Si Una edad difícil se abría con la escalofriante historia de un niño raro que acaba convertido en hormiga reina de una curiosa colonia, en este caso, a partir de la destrucción de un parásito que convierte el proceso de metamorfosis al que deberíamos someternos los humanos en un desajuste hormonal (el de la adolescencia), se crea un nuevo humano, el humano que deberíamos ser si, como las orugas, pudiésemos transformarnos en otra cosa. ¿Tiene esa otra cosa algo que ver con una mariposa? Digamos que sí. Pero no digamos nada más. Porque, de nuevo, la cosa resulta terriblemente inquietante. Y he aquí el valor de la narrativa de Starobinets hoy. Ella es capaz como nadie de convertir una situación ya de por sí extraña, pero cotidiana, en un pequeño infierno raskolnikoviano. Puede que en sus historias no haya crimen, pero casi siempre hay castigo. Y es un castigo doloroso, imprevisto y marciano. Siempre marciano.

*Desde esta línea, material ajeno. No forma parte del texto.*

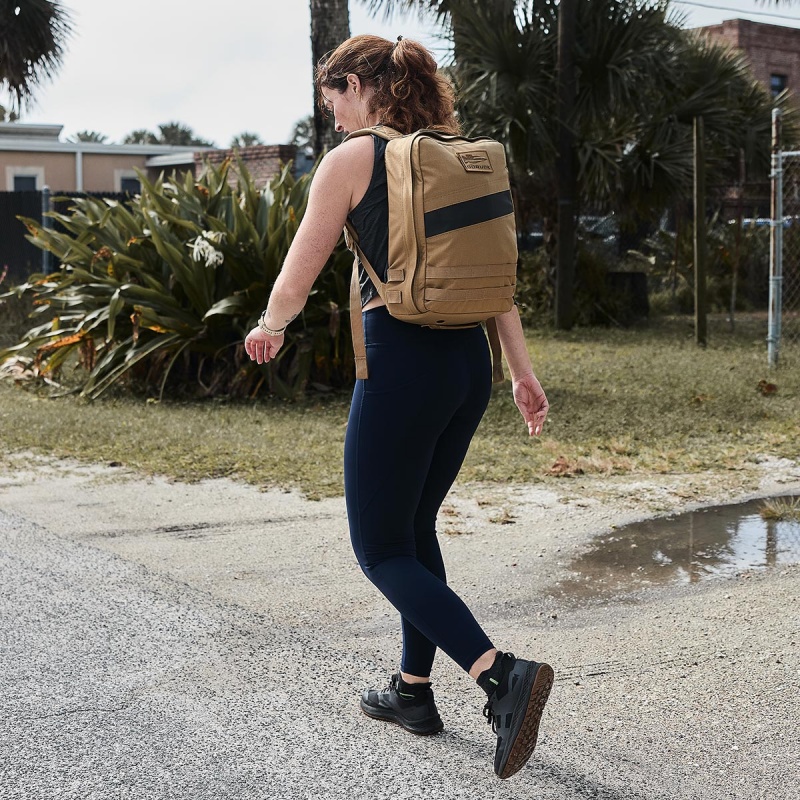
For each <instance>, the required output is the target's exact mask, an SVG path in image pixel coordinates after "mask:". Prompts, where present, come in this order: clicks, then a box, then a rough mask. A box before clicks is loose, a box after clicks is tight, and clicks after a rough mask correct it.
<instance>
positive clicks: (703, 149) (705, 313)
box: [694, 117, 708, 347]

En definitiva, si te gustó Una edad difícil, no lo dudes, te gustará La glándula de Ícaro, porque, aunque por momentos no tenga la fuerza de aquel primer disparo, mantiene intacto el espíritu (new weird postsoviético) Starobinets.

Sinopsis

La glándula de Ícaro

En su nueva colección de relatos, Anna Starobinets vuelve a llevarnos de la mano a los paisajes reales y mentales sutilmente alterados que destacaban en su primera colección, Una edad difícil. El subtítulo del volumen es «El libro de las metamorfosis», y uno de sus principales temas es el cambio y la transformación, los horrores que conllevan, pero también la liberación que pueden aportar. Los relatos nos presentan versiones del mundo en el que vivimos, sutilmente transformadas en algo distinto, o bien nos descubren extraños submundos escondidos bajo una superficie aparentemente normal. Extrañas operaciones, productores de cine cuya humanidad es cuestionada, los sueños y su conexión con el infierno…

En este libro Anna Starobinets expande y consolida su personalísima ficción especulativa de corte psicológico, una guía de valor incalculable para ententer el mundo cada vez más extraño en el que estamos obligados a vivir.